The buildings housing the factory were first built by a softwood lumber company during the Japanese colonial era to manufacture tinplate bottle caps. After 1945, it was bought by Taiwan Tobacco and Liquor Corp, before it was finally shut down in 2004.
After being abandoned for several years, the city’s Urban Development Bureau in 2010 initiated an Urban Regeneration Station project, turning the factory and its grounds into a public space for the creative industry and allowing TV commercials, movies and other programs to be shot at the factory.
The city’s Land Administration Bureau announced in May that the factory would be torn down in August, leading people to form a volunteer group to prevent the factory from being destroyed.
With the demolition unfinished and efforts being made by various groups to preserve the old factory, the Cultural Affairs Bureau designated the area an interim historic site.

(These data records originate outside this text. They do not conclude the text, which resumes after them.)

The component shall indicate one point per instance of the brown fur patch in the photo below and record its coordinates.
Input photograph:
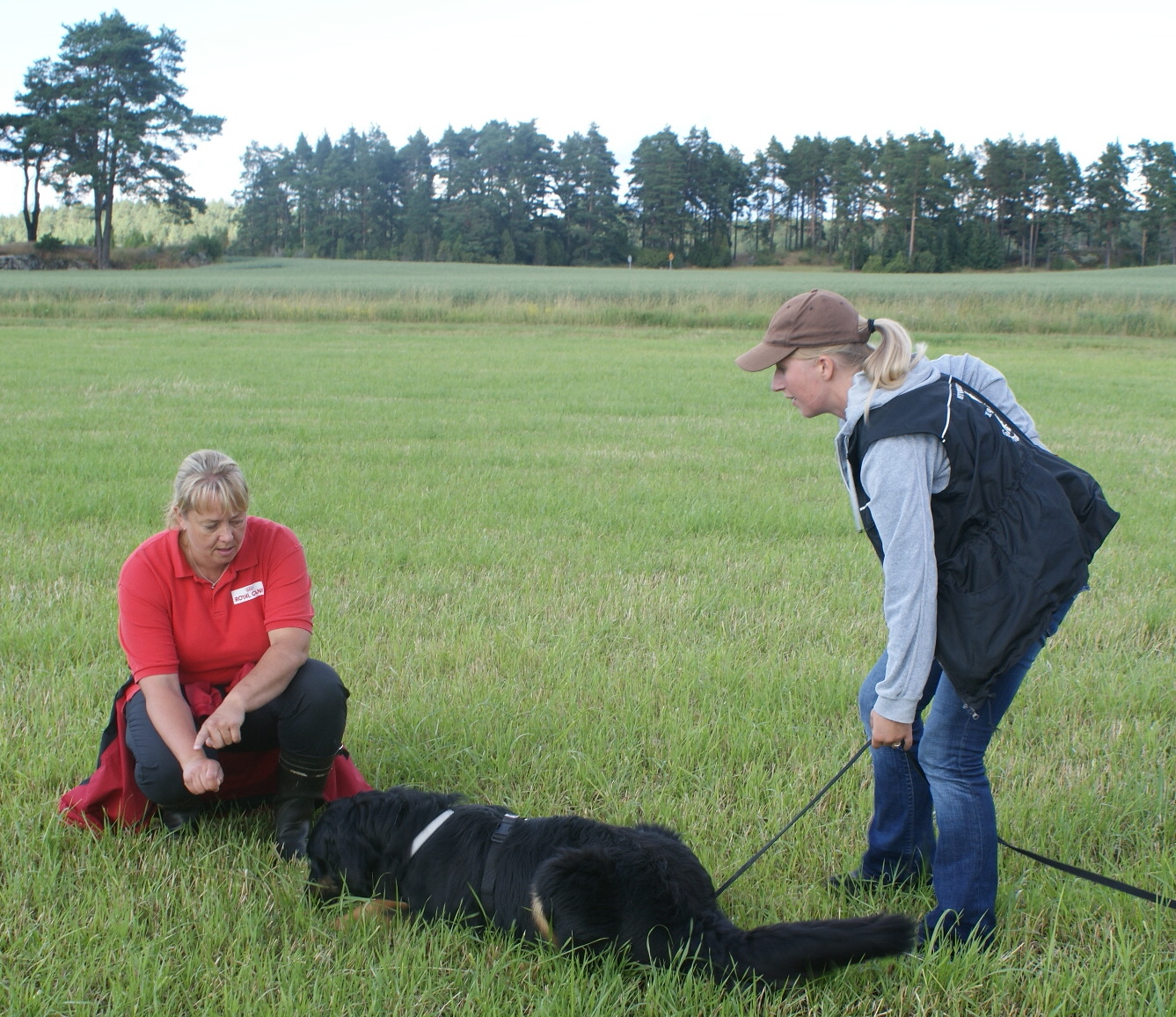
(537, 915)
(376, 908)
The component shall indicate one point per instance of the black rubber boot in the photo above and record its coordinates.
(184, 820)
(300, 779)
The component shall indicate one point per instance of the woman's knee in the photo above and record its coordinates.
(317, 685)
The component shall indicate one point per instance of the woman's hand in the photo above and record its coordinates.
(886, 734)
(202, 775)
(223, 728)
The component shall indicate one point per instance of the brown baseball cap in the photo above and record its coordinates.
(817, 318)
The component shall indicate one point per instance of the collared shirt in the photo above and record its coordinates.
(172, 621)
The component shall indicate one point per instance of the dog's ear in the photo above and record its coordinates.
(340, 857)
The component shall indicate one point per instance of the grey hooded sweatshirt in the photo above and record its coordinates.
(901, 474)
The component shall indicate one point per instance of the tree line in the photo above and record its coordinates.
(508, 193)
(106, 118)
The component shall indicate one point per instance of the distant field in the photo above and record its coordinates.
(567, 566)
(1138, 301)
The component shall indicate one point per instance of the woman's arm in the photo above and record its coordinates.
(900, 474)
(172, 717)
(289, 650)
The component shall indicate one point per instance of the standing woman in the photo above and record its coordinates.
(223, 701)
(984, 538)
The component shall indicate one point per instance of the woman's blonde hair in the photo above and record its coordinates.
(207, 478)
(886, 363)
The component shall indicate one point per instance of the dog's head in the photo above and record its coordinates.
(360, 845)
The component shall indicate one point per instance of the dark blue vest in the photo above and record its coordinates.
(1015, 528)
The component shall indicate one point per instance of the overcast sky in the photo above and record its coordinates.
(1087, 73)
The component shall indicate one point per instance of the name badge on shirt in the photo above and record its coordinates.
(248, 593)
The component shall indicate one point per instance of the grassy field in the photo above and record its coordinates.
(592, 568)
(1120, 303)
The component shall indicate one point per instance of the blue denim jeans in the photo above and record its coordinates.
(942, 775)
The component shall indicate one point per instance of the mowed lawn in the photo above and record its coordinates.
(566, 568)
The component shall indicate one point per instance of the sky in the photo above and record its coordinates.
(1085, 73)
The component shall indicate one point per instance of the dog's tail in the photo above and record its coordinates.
(792, 950)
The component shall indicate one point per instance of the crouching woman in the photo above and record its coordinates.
(223, 699)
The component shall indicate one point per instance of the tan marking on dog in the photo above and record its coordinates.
(387, 911)
(541, 925)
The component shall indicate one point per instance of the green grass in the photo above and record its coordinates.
(589, 568)
(1119, 303)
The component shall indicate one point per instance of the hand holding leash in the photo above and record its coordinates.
(886, 734)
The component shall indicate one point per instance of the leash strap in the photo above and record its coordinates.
(1073, 870)
(1094, 877)
(813, 801)
(489, 873)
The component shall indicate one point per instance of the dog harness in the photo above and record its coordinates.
(489, 874)
(428, 831)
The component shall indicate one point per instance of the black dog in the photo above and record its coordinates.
(573, 881)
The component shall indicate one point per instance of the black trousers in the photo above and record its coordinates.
(307, 717)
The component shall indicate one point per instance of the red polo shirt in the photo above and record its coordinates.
(171, 621)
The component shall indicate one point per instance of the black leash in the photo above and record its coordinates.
(792, 822)
(1094, 877)
(1073, 870)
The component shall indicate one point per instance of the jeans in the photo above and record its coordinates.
(942, 774)
(308, 717)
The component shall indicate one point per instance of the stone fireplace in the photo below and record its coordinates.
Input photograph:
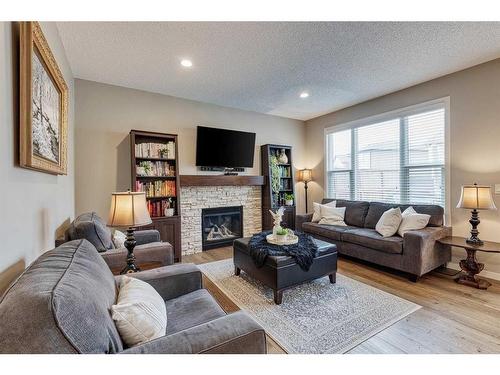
(220, 226)
(195, 199)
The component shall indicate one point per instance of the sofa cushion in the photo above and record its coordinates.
(370, 238)
(60, 304)
(190, 310)
(389, 222)
(355, 211)
(332, 232)
(378, 208)
(139, 313)
(91, 227)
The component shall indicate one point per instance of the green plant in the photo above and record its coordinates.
(164, 152)
(275, 174)
(282, 231)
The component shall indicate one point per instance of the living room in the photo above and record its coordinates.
(252, 187)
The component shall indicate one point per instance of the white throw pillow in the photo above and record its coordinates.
(140, 314)
(388, 223)
(332, 215)
(119, 239)
(412, 221)
(317, 210)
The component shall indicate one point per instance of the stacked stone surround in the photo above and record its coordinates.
(195, 198)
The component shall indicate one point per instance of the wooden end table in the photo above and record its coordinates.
(471, 266)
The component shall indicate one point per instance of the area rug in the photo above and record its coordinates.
(315, 317)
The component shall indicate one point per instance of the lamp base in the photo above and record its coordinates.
(474, 241)
(474, 233)
(130, 245)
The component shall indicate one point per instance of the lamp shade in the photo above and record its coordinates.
(305, 175)
(128, 209)
(476, 197)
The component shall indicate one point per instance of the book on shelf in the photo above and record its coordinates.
(157, 188)
(155, 150)
(155, 169)
(285, 185)
(157, 208)
(285, 171)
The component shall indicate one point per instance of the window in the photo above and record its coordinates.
(398, 158)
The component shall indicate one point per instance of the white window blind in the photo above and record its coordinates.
(399, 159)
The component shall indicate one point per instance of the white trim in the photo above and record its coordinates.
(385, 116)
(447, 160)
(487, 274)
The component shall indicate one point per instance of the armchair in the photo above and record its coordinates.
(196, 323)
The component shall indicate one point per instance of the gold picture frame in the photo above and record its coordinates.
(43, 96)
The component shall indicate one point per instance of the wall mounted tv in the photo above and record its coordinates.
(224, 148)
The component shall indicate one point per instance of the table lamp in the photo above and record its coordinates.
(129, 210)
(476, 197)
(305, 175)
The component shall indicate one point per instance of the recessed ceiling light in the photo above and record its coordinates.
(186, 63)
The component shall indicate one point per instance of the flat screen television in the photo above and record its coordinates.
(224, 148)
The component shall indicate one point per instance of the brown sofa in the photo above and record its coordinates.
(416, 253)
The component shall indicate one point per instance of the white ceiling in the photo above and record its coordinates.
(264, 66)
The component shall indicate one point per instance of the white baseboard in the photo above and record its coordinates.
(488, 274)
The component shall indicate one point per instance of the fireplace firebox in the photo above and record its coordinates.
(220, 226)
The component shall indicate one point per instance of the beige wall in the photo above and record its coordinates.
(474, 139)
(105, 114)
(33, 204)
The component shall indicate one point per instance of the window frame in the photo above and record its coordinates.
(443, 102)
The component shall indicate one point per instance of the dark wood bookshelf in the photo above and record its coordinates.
(271, 201)
(168, 226)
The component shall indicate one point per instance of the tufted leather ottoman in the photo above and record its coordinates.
(281, 272)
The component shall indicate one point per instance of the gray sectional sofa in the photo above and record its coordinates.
(416, 253)
(149, 249)
(61, 304)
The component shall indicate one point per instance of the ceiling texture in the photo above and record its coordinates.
(264, 66)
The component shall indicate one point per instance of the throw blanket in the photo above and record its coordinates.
(303, 252)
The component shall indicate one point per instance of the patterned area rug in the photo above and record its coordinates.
(316, 317)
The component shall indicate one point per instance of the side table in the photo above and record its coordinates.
(470, 265)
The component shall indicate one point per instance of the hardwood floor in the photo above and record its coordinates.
(453, 319)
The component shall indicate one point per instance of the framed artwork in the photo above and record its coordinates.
(43, 104)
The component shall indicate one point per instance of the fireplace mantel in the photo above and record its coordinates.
(221, 180)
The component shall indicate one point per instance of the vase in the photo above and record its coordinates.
(283, 159)
(281, 238)
(139, 171)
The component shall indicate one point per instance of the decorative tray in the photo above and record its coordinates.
(290, 239)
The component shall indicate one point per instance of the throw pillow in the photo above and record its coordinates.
(140, 314)
(332, 215)
(412, 221)
(317, 210)
(119, 239)
(388, 223)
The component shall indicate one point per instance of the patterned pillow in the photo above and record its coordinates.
(412, 221)
(388, 223)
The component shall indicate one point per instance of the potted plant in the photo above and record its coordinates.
(143, 169)
(169, 209)
(281, 234)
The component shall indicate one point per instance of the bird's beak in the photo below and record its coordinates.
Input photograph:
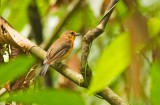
(78, 34)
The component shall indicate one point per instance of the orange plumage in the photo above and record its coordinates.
(59, 50)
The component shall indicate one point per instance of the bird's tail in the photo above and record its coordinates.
(44, 69)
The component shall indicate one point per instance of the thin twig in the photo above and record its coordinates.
(71, 8)
(89, 37)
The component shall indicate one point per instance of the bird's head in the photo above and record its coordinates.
(70, 34)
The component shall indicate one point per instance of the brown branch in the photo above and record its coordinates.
(89, 37)
(71, 8)
(10, 36)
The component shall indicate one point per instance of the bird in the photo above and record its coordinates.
(59, 50)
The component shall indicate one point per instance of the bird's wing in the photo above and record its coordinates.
(58, 51)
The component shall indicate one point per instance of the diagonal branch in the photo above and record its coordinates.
(89, 37)
(71, 8)
(11, 36)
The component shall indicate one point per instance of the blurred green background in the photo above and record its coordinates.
(126, 57)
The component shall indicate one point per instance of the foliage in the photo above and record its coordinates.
(112, 58)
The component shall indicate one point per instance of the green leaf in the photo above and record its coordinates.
(47, 97)
(114, 60)
(13, 69)
(155, 85)
(154, 26)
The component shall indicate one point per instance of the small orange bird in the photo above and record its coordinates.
(59, 50)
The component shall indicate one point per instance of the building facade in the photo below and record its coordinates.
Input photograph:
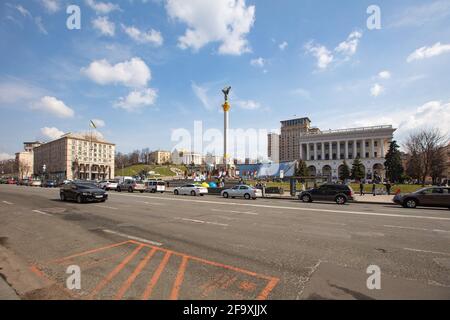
(273, 147)
(325, 152)
(160, 157)
(25, 160)
(75, 157)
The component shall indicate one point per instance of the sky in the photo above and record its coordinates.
(141, 69)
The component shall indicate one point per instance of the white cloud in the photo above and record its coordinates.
(51, 6)
(104, 26)
(376, 90)
(137, 99)
(283, 45)
(259, 62)
(132, 73)
(348, 47)
(99, 123)
(384, 75)
(248, 104)
(102, 7)
(53, 106)
(6, 156)
(52, 133)
(224, 21)
(429, 52)
(321, 53)
(152, 36)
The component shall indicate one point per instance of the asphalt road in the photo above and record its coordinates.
(145, 246)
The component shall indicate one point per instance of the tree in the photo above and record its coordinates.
(357, 169)
(345, 173)
(302, 169)
(393, 163)
(424, 145)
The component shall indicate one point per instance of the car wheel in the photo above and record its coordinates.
(340, 200)
(410, 203)
(306, 198)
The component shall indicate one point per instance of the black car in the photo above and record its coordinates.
(82, 192)
(339, 193)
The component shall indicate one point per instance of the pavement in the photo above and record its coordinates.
(159, 246)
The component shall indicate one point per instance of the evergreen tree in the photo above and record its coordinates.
(345, 174)
(357, 169)
(393, 164)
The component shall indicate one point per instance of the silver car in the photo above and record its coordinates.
(247, 192)
(191, 189)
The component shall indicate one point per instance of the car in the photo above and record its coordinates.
(108, 184)
(339, 193)
(154, 186)
(49, 184)
(35, 183)
(131, 186)
(82, 192)
(426, 197)
(190, 189)
(248, 192)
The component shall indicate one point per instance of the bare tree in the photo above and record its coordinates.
(425, 145)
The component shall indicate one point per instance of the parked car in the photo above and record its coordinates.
(131, 186)
(191, 189)
(82, 192)
(35, 183)
(245, 191)
(339, 193)
(426, 197)
(154, 186)
(108, 184)
(49, 184)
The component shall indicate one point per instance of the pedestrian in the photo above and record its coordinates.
(361, 188)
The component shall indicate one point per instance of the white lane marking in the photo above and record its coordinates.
(105, 207)
(241, 212)
(298, 208)
(427, 251)
(154, 243)
(417, 229)
(43, 213)
(203, 222)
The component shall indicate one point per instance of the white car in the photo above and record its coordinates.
(191, 189)
(242, 191)
(108, 184)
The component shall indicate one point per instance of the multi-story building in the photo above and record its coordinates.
(24, 160)
(273, 147)
(160, 157)
(75, 156)
(325, 151)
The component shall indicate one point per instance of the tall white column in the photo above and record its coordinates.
(346, 149)
(339, 150)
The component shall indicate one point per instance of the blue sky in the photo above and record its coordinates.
(144, 68)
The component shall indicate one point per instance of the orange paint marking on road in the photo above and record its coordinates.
(270, 286)
(113, 273)
(127, 284)
(148, 291)
(179, 279)
(60, 261)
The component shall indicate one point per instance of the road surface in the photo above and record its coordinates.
(145, 246)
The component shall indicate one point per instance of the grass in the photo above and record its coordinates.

However, the volunteers’ group said that if bureau fails to designate it as a permanent historic site, the factory will once again face being torn down.
“The buildings in the factory were constructed at different times, showcasing Taiwan’s architectural history,” the group said, adding that warehouses with cypress roofs, factory buildings with skylights, different rooms for the various daily living needs of workers, a fort and three air-raid shelters used during World War II and many unique buildings can all be seen on the site, so it is worth preserving it as a historic site.
A total of 116 films have been shot in the factory area so far and the factory also displays precious graffiti and installation art pieces created by many artists from around the world, so it attracts people who are interested in art and photography, the group said.
Moreover, it said there are more than 300 trees of at least 40 species growing on the site, so designating the factory as a historical site can also benefit the public by providing a much-needed green space in Taipei.